General Procedure for the Synthesis of Compounds 7a-q To a 100 mL Schlenk flask, filled with 200 mg of corresponding imidazo[4,5-b]pyridine 6a-q in MeOH (30 mL), Pd/C (20 mg, 10 mol%) was added. The flask was fitted with a septum, and then held under vacuum for 3 min, after that it was filled with hydrogen. Holding under vacuum was repeated one more time, and after sequent filling with hydrogen, the reaction mixture has been stirred for 2 d under H2 atmosphere.

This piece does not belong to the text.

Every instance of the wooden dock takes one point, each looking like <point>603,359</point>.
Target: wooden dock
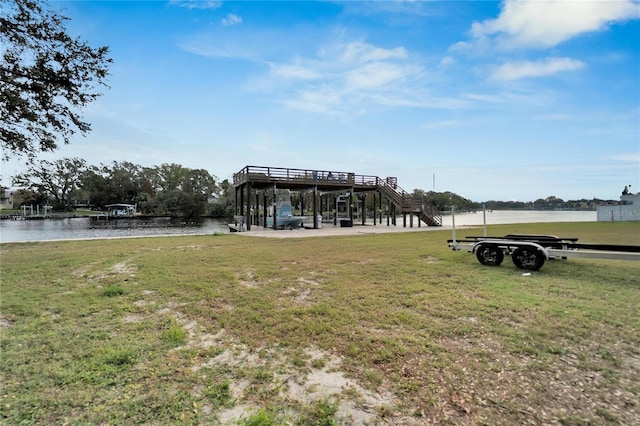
<point>255,188</point>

After the reaction was stopped, the mixture was filtered through Celite pad and filtrate was evaporated to dryness or (if necessary) was purified by column chroma-tography (EtOAc-i-PrOH = 5:1) to give 7a-q as light brown crystals.

30

2-(3- tert -Butyl-6-amino-3 H -imidazo[4,5- b ]pyridin-5-yl)phenol (7a) ¹H NMR (300 MHz, DMSO-d 6): δ = 1.75 (s, 9 H, t-Bu), 4.86 (s, 2 H, NH2), 6.97 (t, 1 H, H-4′, ³ J = 9 Hz), 6.98 (d, 1 H, H-6′, ³ J = 9 Hz), 7.28 (t, 1 H, H-5′, ³ J = 9 Hz), 7.47 (d, 1 H, H-3′, ³ J = 9 Hz), 7.48 (s, 1 H, H-5), 8,25 (s, 1 H, H-2), 10.27 (s, 1 H, OH). ¹³C NMR (250 MHz, DMSO-d 6): δ = 28.6 (CH3), 56.1 [(CH3)3C], 113.5 (C-4′), 116.7 (C-6′), 119.4 (C-5′), 127.2 (C-3′), 129.1 (C-2′), 131.7 (C-1′), 136.2 (C-9), 137.5 (C-5), 140.2 (C-6), 141.0 (C-7), 142.6 (C-4), 154.6 (C-2). MS (EI): m/z (%) = 282 [M]+(71), 225 [M - C12H9N4O]+(100).